In the year to September 2022, NAB further entrenched its dominance of the local business banking market with lending to small and medium-size businesses up 10.5 per cent, or an impressive 1.3 times system growth.

But what while NAB continues to enjoy historically low levels of problem loans in its business book – loans that are more than 90 days overdue in their interest payments, or classified as impaired dropped to a very low 0.54 per cent of total business loans – the Melbourne-based bank has taken the initiative in recognising the risk to business earnings from surging energy costs.

In its latest profit results, NAB boosted its collective provisions to recognise the fact that its loan book was likely to come under growing stress, as rising interest rates cause economic activity to slow, and house prices to fall.

But the Melbourne-based bank also took the novel step of setting aside an additional $150 million to cover the potential problems that big energy-using firms in the manufacturing and transport sectors will feel as a result of surging energy bills.
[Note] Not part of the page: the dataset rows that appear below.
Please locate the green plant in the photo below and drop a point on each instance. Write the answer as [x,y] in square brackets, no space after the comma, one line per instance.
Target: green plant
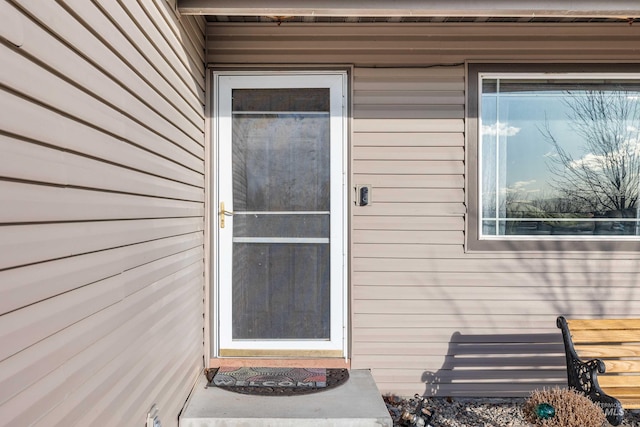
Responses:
[572,409]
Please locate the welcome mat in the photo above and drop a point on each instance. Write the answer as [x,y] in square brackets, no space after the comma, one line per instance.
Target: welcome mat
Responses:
[275,381]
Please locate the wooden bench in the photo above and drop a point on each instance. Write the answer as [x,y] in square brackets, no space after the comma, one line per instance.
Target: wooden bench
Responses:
[603,362]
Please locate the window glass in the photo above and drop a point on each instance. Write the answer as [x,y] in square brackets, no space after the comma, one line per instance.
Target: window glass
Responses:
[558,156]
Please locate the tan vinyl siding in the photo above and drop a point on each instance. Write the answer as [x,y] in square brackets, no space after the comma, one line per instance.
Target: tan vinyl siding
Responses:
[425,315]
[102,211]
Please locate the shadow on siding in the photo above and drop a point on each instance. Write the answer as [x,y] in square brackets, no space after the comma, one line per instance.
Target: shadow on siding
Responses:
[498,365]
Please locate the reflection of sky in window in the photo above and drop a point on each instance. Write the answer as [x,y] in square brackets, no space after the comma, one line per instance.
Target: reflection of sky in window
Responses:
[520,130]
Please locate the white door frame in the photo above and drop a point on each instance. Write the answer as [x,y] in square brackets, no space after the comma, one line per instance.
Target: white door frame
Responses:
[223,81]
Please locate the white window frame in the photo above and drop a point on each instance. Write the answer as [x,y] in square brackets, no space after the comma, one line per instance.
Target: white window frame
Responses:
[475,240]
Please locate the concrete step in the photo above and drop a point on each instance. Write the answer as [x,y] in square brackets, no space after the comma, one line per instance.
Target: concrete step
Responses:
[356,403]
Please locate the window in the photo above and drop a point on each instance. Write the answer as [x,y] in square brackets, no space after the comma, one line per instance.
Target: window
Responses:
[555,158]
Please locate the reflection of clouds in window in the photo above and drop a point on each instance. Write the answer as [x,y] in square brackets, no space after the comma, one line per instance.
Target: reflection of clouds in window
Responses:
[594,162]
[522,186]
[501,129]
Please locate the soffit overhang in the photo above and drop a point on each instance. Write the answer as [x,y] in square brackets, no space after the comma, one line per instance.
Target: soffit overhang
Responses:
[414,10]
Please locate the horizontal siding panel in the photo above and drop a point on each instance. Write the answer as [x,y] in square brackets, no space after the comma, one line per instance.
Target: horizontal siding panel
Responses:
[553,283]
[407,223]
[493,305]
[34,203]
[407,250]
[127,121]
[155,29]
[398,167]
[27,285]
[21,328]
[376,97]
[408,236]
[423,85]
[47,393]
[137,52]
[533,322]
[577,266]
[371,296]
[66,169]
[57,130]
[410,181]
[408,125]
[409,112]
[408,153]
[417,195]
[408,139]
[406,76]
[67,62]
[418,44]
[107,389]
[413,209]
[185,35]
[415,45]
[102,221]
[94,340]
[28,244]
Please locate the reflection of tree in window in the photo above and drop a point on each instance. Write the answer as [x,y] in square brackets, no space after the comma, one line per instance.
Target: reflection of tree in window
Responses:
[605,180]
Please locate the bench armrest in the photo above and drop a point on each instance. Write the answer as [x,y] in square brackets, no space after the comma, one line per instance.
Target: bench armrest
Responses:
[583,376]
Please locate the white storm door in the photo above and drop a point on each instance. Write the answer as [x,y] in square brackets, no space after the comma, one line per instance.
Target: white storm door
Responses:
[281,213]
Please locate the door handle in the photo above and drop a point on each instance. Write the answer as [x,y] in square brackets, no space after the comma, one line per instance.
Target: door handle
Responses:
[223,212]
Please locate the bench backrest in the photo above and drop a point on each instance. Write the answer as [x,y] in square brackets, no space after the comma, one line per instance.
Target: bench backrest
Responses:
[616,342]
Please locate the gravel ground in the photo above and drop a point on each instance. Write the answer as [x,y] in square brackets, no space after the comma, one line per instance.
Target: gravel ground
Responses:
[467,412]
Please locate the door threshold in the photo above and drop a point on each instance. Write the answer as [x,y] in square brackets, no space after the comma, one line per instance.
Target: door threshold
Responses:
[324,362]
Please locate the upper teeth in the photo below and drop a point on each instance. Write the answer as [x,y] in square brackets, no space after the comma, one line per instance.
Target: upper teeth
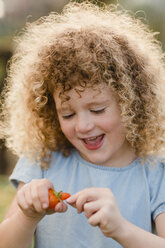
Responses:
[92,138]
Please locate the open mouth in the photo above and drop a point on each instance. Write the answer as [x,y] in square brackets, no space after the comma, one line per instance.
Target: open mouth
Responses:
[94,142]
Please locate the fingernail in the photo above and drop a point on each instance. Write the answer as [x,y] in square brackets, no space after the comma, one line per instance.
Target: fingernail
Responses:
[45,205]
[69,200]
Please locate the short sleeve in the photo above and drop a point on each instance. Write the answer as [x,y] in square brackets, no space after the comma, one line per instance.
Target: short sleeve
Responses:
[157,190]
[25,171]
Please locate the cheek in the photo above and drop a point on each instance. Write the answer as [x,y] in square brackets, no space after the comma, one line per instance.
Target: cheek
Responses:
[66,129]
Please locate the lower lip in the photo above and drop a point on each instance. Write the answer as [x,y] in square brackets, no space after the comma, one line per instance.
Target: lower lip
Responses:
[94,147]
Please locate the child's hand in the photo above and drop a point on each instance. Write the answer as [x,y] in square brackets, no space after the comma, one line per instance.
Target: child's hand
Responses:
[100,208]
[33,199]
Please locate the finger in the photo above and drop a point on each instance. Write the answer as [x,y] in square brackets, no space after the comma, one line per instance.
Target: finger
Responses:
[61,207]
[21,201]
[95,219]
[43,193]
[91,208]
[35,199]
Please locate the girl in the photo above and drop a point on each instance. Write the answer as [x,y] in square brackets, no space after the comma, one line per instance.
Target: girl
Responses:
[83,108]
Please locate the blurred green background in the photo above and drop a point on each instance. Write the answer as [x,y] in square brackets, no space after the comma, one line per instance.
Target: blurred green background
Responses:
[13,16]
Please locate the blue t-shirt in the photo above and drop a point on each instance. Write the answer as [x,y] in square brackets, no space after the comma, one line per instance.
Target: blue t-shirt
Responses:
[139,191]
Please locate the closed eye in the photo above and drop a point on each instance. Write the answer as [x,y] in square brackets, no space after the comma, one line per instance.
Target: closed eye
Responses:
[67,116]
[98,111]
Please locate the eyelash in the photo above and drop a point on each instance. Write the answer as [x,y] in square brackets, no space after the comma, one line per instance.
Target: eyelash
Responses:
[99,111]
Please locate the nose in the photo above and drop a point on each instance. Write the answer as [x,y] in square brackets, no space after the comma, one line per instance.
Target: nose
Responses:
[84,124]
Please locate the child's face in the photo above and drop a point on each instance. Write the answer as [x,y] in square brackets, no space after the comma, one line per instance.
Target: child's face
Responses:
[92,123]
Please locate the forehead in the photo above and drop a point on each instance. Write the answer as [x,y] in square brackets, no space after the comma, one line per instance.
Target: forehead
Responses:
[96,94]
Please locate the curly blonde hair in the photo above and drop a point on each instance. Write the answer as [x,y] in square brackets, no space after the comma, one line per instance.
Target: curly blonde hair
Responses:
[84,45]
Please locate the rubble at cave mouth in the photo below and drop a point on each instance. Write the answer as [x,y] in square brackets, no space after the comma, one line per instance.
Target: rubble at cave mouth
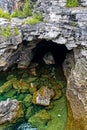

Of particularly concern are those firms – such as food manufacturers which supply large grocery retailers – which only have limited scope to pass on higher energy costs to their end customers.

Now, NAB’s decision to set aside $150 million in provisions to cover this growing energy risk is extremely prudent at a time when wholesale electricity and gas prices in Australia’s main grid have tripled in the three months to June compared with the same period a year ago.

And the move likely reflects NAB’s view that higher energy prices are likely to be around for the medium term, rather than being a short-term glitch.

Geopolitical factors – especially the global surge in oil and gas prices after Russia’s invasion of Ukraine – will continue to play a major role in dictating the energy costs of local firms.

NAB’s move will also put the other major banks under pressure to follow suit, and to recognise that more businesses will struggle to survive if sky-high energy costs persist.